Im Mittelpunkt stand der Startschuss für das erste internationale Heidelberger Kinderkochbuch. Die Kinder brachten Rezepte aus ihren Familien mit, berichteten von kulinarischen Traditionen und tauschten sich über typische Zutaten und Gerichte aus unterschiedlichen Ländern aus. Gemeinsam wurden Lieblingsrezepte zubereitet und dokumentiert, die nun in das geplante Kochbuch einfließen sollen.

Vielfalt auf dem Teller und in den Familien

An insgesamt neun Standorten beschäftigten sich die Kinder mit den unterschiedlichsten Esskulturen und Familiengeschichten. Das Projekt zeigt die kulturelle Vielfalt Heidelbergs und macht deutlich, wie Essen Menschen miteinander verbindet – unabhängig von Herkunft oder Sprache.

Viele der vorgestellten Rezepte stammen aus Familien, die ihre Wurzeln in verschiedenen Teilen der Welt haben. So entstand ein lebendiger Austausch über Traditionen, Gewürze und Lieblingsgerichte, der weit über das gemeinsame Kochen hinausging.

„Nachhaltige Ernährung basiert auf regionalen, bio-fair gehandelten, frischen und saisonalen Lebensmitteln. Wir freuen uns deshalb sehr, dass mit dem Kochbuch Kinder zu nachhaltigem Konsum angeregt werden und die globale Vielfalt internationaler Gerichte kennenlernen können“, sagte Sabine Lachenicht, Leiterin des Heidelberger Umweltamtes.

Nachhaltigkeit spielerisch erleben

Neben dem Kochen stand auch das Thema nachhaltige Ernährung im Fokus. Die Kinder erfuhren, warum regionale und saisonale Lebensmittel wichtig sind, wie ein bewusster Umgang mit Lebensmitteln gelingen kann und welche Rolle fair gehandelte Produkte spielen.

Spielerisch lernten sie dabei, dass bereits kleine Entscheidungen im Alltag Auswirkungen auf Umwelt und Klima haben können. Damit verbindet das Projekt praktische Erfahrungen mit den Zielen einer nachhaltigen Entwicklung.

Präsentation am Weltkindertag

Das fertige Kinderkochbuch soll am 20. September 2026, dem Weltkindertag, im Heidelberger Haus der Jugend vorgestellt werden. Geplant ist die Präsentation durch Umweltbürgermeister Raoul Schmidt-Lamontain, das Umweltamt der Stadt Heidelberg sowie päd-aktiv.

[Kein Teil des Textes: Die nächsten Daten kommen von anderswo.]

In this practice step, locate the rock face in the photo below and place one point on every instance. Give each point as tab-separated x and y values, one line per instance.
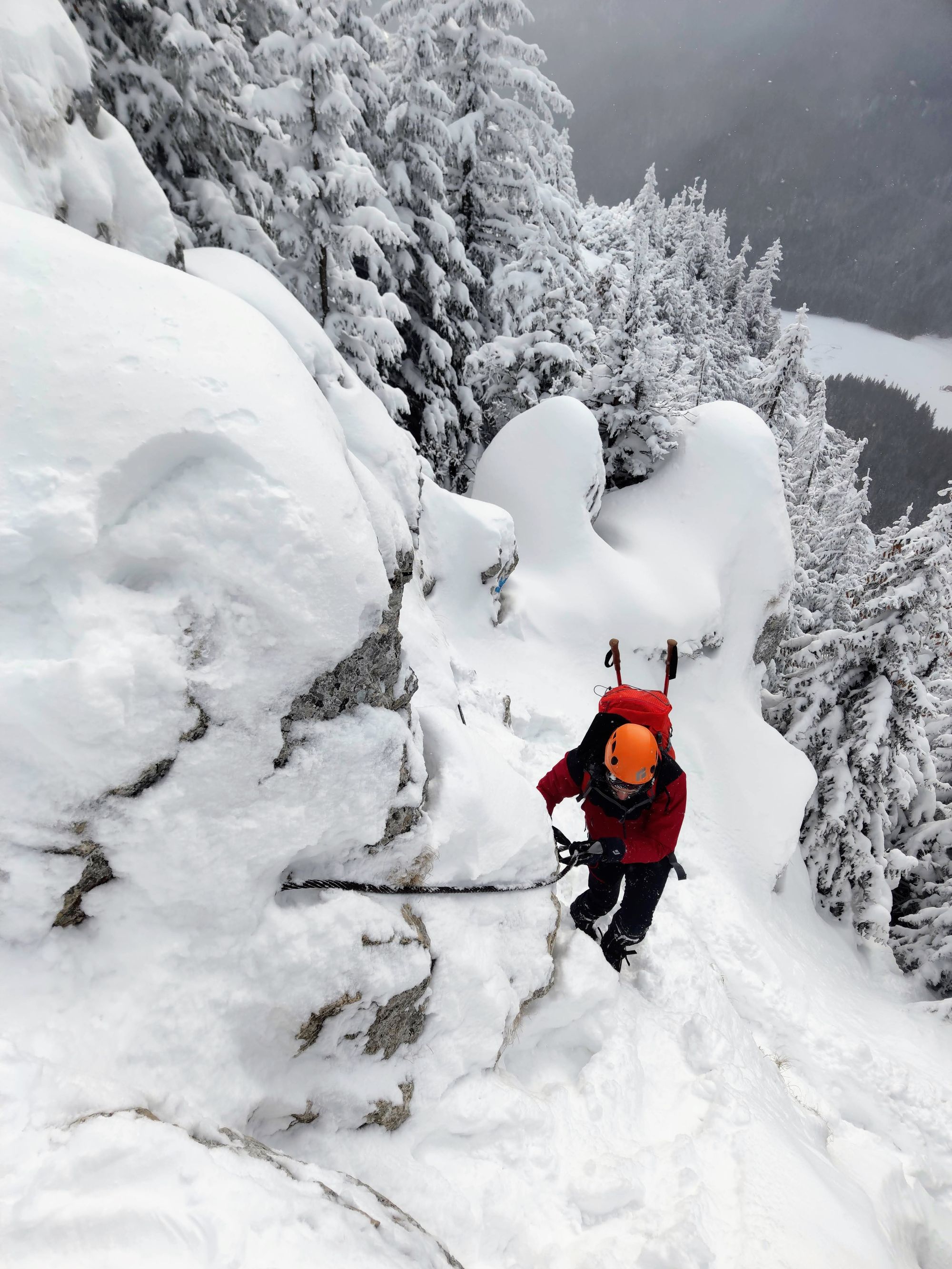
240	674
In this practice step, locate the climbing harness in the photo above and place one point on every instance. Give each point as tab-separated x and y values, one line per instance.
569	853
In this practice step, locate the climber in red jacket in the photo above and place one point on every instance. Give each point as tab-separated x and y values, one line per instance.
634	797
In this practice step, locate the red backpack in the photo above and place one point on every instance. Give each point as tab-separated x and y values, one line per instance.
652	710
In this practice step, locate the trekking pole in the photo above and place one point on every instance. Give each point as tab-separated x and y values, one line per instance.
671	664
612	658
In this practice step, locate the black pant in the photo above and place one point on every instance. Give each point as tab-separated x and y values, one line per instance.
643	890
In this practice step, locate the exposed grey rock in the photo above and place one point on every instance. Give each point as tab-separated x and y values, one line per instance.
368	675
503	569
86	104
97	872
389	1115
404	1218
417	924
307	1116
200	727
771	637
311	1030
399	1022
151	776
513	1028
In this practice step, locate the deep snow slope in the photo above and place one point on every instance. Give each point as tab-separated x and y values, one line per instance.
244	639
922	367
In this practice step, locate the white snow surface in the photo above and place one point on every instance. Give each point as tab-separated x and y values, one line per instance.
921	366
204	512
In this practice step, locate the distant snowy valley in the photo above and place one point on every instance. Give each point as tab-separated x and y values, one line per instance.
922	367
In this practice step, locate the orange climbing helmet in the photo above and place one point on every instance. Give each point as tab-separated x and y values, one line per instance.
631	754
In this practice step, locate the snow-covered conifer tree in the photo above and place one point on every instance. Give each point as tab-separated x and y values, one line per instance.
333	222
635	389
756	313
503	121
780	393
174	73
859	704
546	343
432	271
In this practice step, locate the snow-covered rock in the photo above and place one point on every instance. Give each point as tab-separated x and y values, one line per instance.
61	154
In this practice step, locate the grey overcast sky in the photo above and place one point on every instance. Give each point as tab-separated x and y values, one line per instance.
824	122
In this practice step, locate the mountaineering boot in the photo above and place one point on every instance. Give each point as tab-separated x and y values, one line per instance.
617	947
585	922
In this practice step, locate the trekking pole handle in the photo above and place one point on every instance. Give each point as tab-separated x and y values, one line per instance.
616	659
671	664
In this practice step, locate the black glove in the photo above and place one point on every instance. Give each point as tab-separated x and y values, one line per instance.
605	851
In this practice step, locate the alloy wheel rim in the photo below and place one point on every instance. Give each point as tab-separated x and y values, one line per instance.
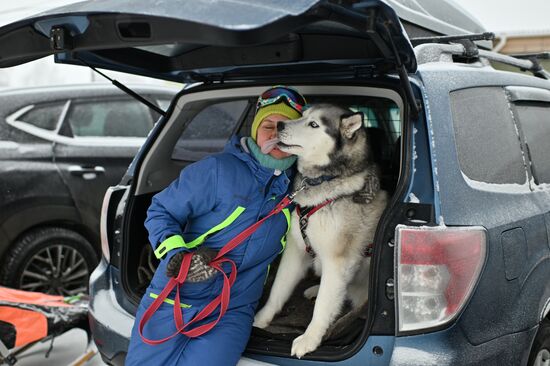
57	269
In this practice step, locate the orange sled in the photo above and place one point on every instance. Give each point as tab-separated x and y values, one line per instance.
27	318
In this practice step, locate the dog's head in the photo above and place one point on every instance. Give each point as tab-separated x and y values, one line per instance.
324	132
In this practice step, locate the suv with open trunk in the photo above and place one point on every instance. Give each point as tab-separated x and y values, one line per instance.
461	257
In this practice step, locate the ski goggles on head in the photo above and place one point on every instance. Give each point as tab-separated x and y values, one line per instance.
284	94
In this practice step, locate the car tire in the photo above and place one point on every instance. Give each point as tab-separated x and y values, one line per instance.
540	351
51	260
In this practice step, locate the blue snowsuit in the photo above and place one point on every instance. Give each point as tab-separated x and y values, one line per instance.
206	193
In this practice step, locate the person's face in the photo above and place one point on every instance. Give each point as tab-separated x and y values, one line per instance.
267	131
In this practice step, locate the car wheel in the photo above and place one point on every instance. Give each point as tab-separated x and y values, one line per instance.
50	260
540	352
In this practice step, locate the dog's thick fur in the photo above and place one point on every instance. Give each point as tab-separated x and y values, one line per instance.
329	142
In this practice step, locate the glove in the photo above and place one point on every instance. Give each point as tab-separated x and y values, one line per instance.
199	270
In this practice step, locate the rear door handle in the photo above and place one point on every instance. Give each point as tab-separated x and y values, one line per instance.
86	172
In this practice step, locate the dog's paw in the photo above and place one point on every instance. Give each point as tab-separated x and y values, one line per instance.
262	320
304	344
311	292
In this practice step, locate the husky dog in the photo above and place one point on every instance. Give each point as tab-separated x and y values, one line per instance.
339	179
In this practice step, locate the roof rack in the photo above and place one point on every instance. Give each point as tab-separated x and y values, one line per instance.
463	45
538	56
487	36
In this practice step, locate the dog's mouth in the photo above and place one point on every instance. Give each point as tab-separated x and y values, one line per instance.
282	146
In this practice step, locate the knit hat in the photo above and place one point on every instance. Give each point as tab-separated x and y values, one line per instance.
280	108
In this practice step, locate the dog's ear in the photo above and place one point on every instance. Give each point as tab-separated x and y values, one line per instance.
351	123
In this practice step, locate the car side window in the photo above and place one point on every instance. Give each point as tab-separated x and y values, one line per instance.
534	119
209	127
45	116
487	140
109	118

Die Aktion ist Teil des kommunalen entwicklungspolitischen Engagements der Stadt Heidelberg und unterstützt die Umsetzung der Nachhaltigkeitsziele der Agenda 2030 der Vereinten Nationen. Gefördert wird das Projekt unter anderem durch „Engagement Global“ mit ihrer Servicestelle Kommunen in der Einen Welt aus Mitteln des Bundesministeriums für wirtschaftliche Zusammenarbeit und Entwicklung.

Langjähriges Engagement für Bildung und Klimaschutz

Päd-aktiv engagiert sich seit vielen Jahren im Auftrag der Stadt Heidelberg für Nachhaltigkeit und Klimaschutz in der Randzeiten- und Ferienbetreuung an den Heidelberger Grundschulen. Bildung für nachhaltige Entwicklung ist dabei ein zentraler Bestandteil der pädagogischen Arbeit.

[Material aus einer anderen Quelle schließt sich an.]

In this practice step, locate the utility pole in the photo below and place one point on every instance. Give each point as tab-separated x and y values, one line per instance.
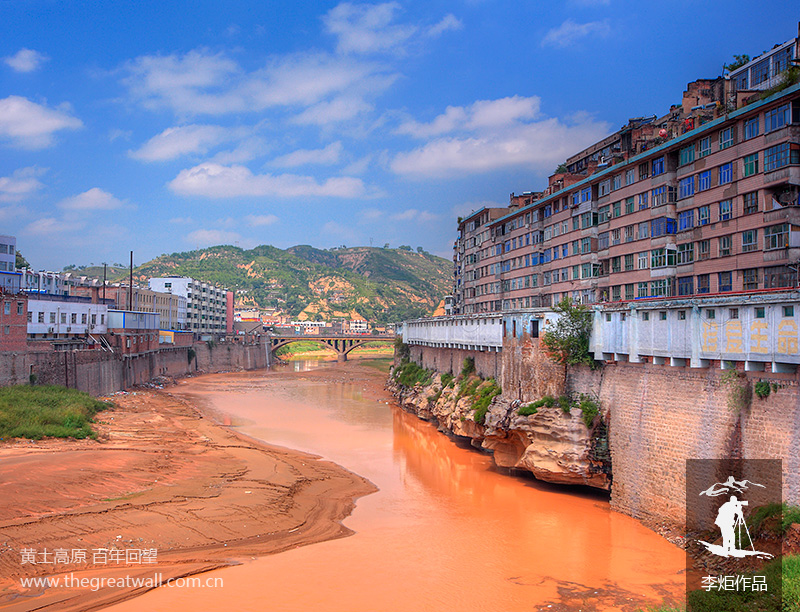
130	285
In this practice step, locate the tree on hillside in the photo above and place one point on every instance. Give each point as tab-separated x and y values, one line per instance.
567	341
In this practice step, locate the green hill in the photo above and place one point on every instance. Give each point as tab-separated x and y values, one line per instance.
381	285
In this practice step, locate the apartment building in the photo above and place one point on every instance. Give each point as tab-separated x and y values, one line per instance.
207	306
714	210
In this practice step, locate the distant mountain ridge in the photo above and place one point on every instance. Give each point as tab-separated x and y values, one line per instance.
381	285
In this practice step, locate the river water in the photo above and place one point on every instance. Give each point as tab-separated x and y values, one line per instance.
445	531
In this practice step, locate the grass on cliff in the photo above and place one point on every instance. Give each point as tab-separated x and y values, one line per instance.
748	601
47	411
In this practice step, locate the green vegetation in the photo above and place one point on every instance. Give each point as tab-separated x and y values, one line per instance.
486	392
409	374
774	519
749	601
381	285
589	407
762	389
47	411
567	341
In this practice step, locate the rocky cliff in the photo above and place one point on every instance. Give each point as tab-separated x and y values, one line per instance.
553	444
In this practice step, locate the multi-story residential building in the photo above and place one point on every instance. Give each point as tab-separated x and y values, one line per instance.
9	277
206	305
714	210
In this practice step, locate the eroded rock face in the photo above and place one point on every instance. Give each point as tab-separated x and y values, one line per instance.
553	446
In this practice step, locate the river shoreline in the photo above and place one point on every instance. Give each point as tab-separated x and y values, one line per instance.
163	475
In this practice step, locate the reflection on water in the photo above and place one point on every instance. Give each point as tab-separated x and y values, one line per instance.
445	531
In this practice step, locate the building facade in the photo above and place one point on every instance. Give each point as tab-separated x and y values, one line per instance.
715	210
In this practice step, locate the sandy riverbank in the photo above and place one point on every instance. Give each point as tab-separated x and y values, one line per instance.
162	476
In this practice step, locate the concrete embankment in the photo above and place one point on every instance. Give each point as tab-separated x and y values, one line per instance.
553	444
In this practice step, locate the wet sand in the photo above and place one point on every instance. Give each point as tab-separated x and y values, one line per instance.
162	476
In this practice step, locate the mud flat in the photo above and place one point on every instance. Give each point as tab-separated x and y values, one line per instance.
162	476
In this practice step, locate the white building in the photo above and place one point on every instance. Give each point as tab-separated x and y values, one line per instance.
9	277
57	316
206	305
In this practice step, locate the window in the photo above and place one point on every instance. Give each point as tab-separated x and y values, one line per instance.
750	279
686	155
749	240
629	295
725	210
725	246
685	220
705	147
776	237
628	206
685	253
726	173
776	157
750	201
751	164
658	166
751	128
704	180
726	138
776	118
686	187
685	285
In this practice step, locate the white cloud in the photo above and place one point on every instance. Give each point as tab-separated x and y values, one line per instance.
338	231
203	83
327	155
412	214
178	141
449	23
48	226
217	181
205	237
260	220
94	199
28	125
540	144
570	32
21	184
483	114
365	28
25	60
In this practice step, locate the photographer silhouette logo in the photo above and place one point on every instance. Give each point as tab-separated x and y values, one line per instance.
730	520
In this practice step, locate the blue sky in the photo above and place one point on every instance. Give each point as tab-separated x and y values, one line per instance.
167	126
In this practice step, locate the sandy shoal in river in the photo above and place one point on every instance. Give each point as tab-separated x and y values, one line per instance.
162	476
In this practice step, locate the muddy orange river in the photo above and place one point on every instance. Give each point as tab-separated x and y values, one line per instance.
445	531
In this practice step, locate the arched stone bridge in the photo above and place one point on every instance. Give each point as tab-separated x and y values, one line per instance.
341	343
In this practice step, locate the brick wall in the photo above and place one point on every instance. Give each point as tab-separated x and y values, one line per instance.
659	416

Für dieses Engagement wurde der Verein bereits 2019 von der Deutschen UNESCO-Kommission und dem Bundesministerium für Bildung und Forschung als Lernort für Bildung für nachhaltige Entwicklung ausgezeichnet. Der Heidelberger Kinderklimagipfel findet seit 2017 regelmäßig während der Pfingstferien statt.

Hinweis:
Die Präsentation des ersten internationalen Heidelberger Kinderkochbuchs ist für den Weltkindertag am 20. September 2026 im Haus der Jugend geplant. Das Projekt verbindet kulturellen Austausch, nachhaltige Ernährung und die aktive Beteiligung von Kindern an Zukunftsthemen.